The American Hospital, in a State of Emergency

There's an epidemic in America that's not getting the attention it deserves: hospital closures.

In Alabama, 10 hospitals closed in the last three years, leaving some smaller communities without a major medical facility. Last year, Georgia lost three hospitals, Virginia and North Carolina one each. And in New Jersey no fewer than 40 urban hospitals have shut down over the last decade. The situation is so dire that, according to the American Medical Association, almost one third of all emergency rooms in the country have closed since the mid-nineties.

"Across the nation," The Los Angeles Times observed earlier this year, "both rural and urban areas are struggling daily to maintain the necessary infrastructure to provide support for residents. The loss of even the smallest facility places additional strain on the already tenuous existence of neighboring institutions." It's a trend that threatens the very future of the institution of the hospital, which in modern times has become the foundation on which the American medical system is built.

There are various reasons for the closings. In New York City, some hospitals are built on land so valuable developers pressure the city and owners to sell so the land can be used for commercial and residential purposes. In a number of the 23 states that opted not to sign onto the Medicaid expansion under Obamacare, a dearth of Medicaid money has crippled some hospitals financially, leading them to close.

But all too often hospitals, both rural and urban, find themselves on the brink of fiscal insolvency because insurance companies, driven by bottom-line profits, woefully underpay claims hospitals file for services they provide. "This business practice is not only unfair and illegal," one city attorney said when San Francisco filed a lawsuit against three insurance companies on behalf of the city's public hospitals for allegedly habitually underpaying claims, "it jeopardizes the city's ability to provide critically necessary emergency health care."

In New Jersey, one hospital, Bayonne Medical Center, has found a way to fight back. Bayonne is a working class community in Hudson County, which has the highest number of uninsured and underinsured patients in the state. Founded in 1888, Bayonne Medical, one of only six hospitals in the county, has been an important fixture in the area for years. So, in 2007, when the hospital filed for bankruptcy -- it was losing $1.5 million a month -- city leaders worried that the hospital might shut down for good.

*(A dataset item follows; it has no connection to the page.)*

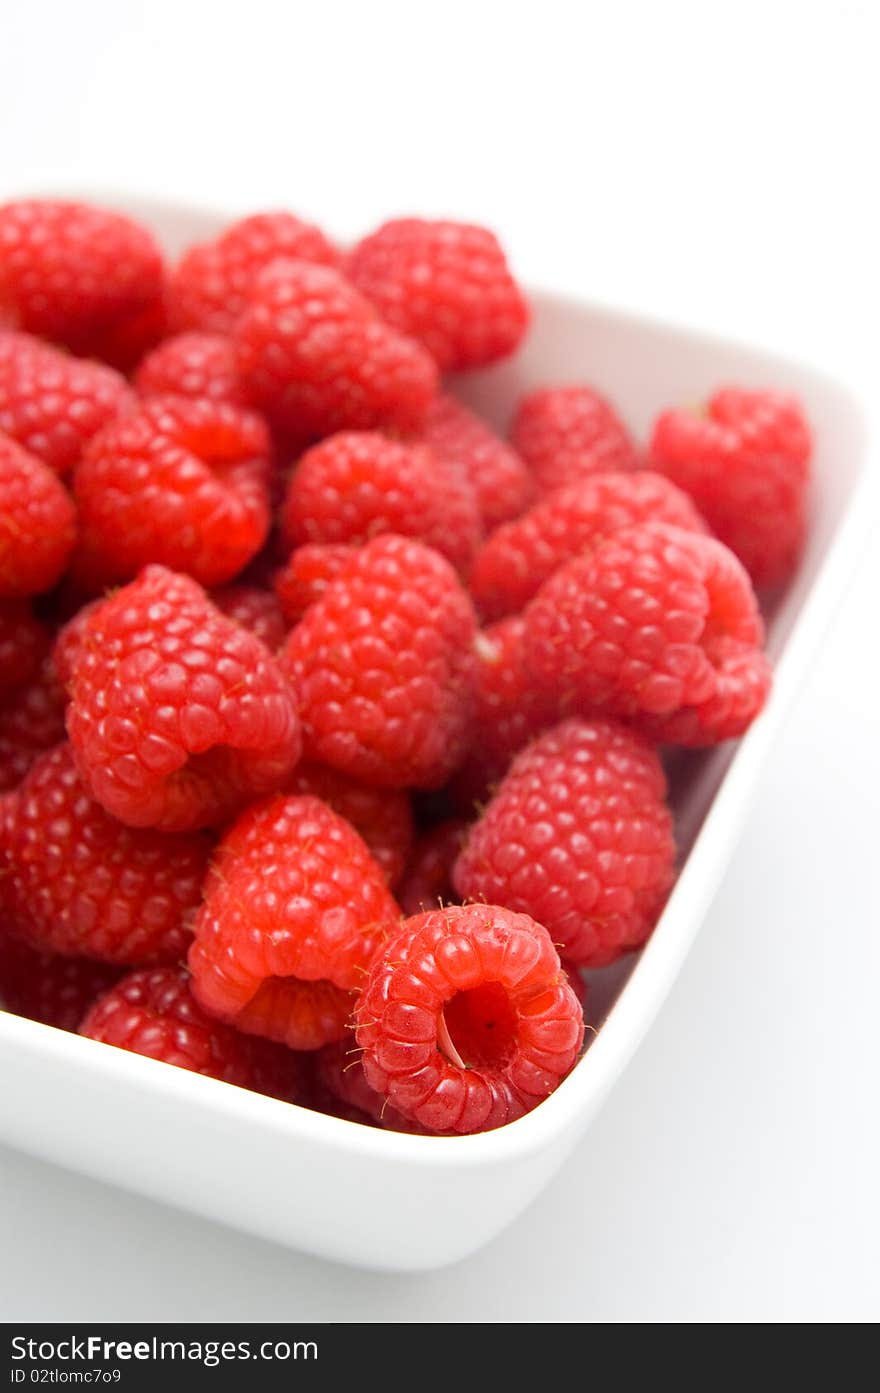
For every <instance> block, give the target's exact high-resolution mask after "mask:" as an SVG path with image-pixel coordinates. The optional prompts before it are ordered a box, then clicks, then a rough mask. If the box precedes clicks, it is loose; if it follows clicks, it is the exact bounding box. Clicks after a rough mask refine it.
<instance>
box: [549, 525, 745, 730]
mask: <svg viewBox="0 0 880 1393" xmlns="http://www.w3.org/2000/svg"><path fill="white" fill-rule="evenodd" d="M762 642H763V624H762V620H760V613H759V610H757V602H756V599H755V595H753V592H752V586H751V584H749V578H748V575H746V573H745V571H744V568H742V566H741V564H739V561H738V560H737V557H735V556H734V554H732V552H728V549H727V547H725V546H724V545H723V543H721V542H717V540H716V539H714V538H709V536H700V535H698V534H696V532H684V531H682V529H681V528H675V527H667V525H666V524H661V522H645V524H642V525H641V527H632V528H624V529H622V531H620V532H615V534H613V535H611V536H610V538H607V539H606V540H604V542H602V543H600V546H597V547H596V550H595V552H592V553H589V554H588V556H579V557H575V559H574V560H572V561H568V563H567V564H565V566H563V567H560V570H558V571H557V573H556V574H554V575H551V577H550V579H549V581H546V582H544V585H543V586H542V589H540V591H539V592H537V595H536V598H535V599H533V600H532V603H531V606H529V609H528V610H526V613H525V651H526V662H528V663H529V664H531V667H532V670H533V671H535V674H536V677H537V680H543V681H544V683H546V684H547V685H549V687H554V688H556V690H561V691H563V692H565V695H567V698H568V699H569V702H572V703H575V705H578V706H581V708H582V709H602V710H607V712H610V713H611V715H617V716H624V717H629V719H638V722H639V724H641V726H642V729H643V730H646V731H647V733H650V734H653V737H654V738H656V740H668V741H675V742H678V744H684V745H706V744H716V742H717V741H721V740H730V738H731V737H734V736H741V734H742V731H744V730H745V729H746V727H748V726H749V724H751V722H752V720H753V719H755V716H756V715H757V712H759V710H760V709H762V706H763V703H764V699H766V697H767V691H769V688H770V667H769V664H767V660H766V657H764V655H763V653H762V651H760V645H762Z"/></svg>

That was avoided in 2008 when CarePoint Health, a private company owned by three entrepreneurs, bought the hospital in bankruptcy for $41 million. To make the facility profitable again -- and allow it to remain open to serve the community -- the new owners took a series of deliberate steps.

They changed the status of the facility from nonprofit to for-profit. Then they terminated all current contracts with insurance companies that had been underpaying claims for years, one of the main reasons the hospital got into financial trouble in the first place. "The practices at Bayonne Medical," The New York Times reported about the hospital's restructuring, "highlight a new financial strategy used by a small number of hospitals to increase their profits by 'going out of network' -- severing ties, and hence contractual agreements that limit reimbursement rates, with large private insurers."

Because it was now out-of-network, Bayonne Medical was free to charge insurance companies whatever it wanted for a procedure or treatment. Depending on the insurance company, the hospital sometimes overcharged simply to force the insurance company to pay a fair price on a claim.

One case made national headlines. Baer Hanusz-Rajkowski was doing home repairs when he cut his finger with the claw of a hammer. He went to the ER at Bayonne Medical and received care. Because Hanusz-Rajkowski was insured by United Healthcare, a company with a history of underpaying the hospital for ER services, Bayonne Medical submitted a bill for $8775.

At first, the insurance company balked before finally paying three fourths of the bill. When the story of the exorbitant bill made the national news, it exposed the new method some hospitals are using to force insurance companies to pay. As Mark Spektor, Bayonne Medical president, told one television network: "These sticker price charges only apply to... a minority of patients whose insurance companies have refused to negotiate fair contracted prices with us."

But the new pricing approached has worked. As of 2011, Bayonne Medical revenue tripled with an operating income of $9.3 million. At present, the hospital is on firm financial footing with anticipated growth for years to come. For so many hospitals across the country teetering on bankruptcy or closure, the fight-fire-with-fire approach used by Bayonne Medical may well become the model for the future.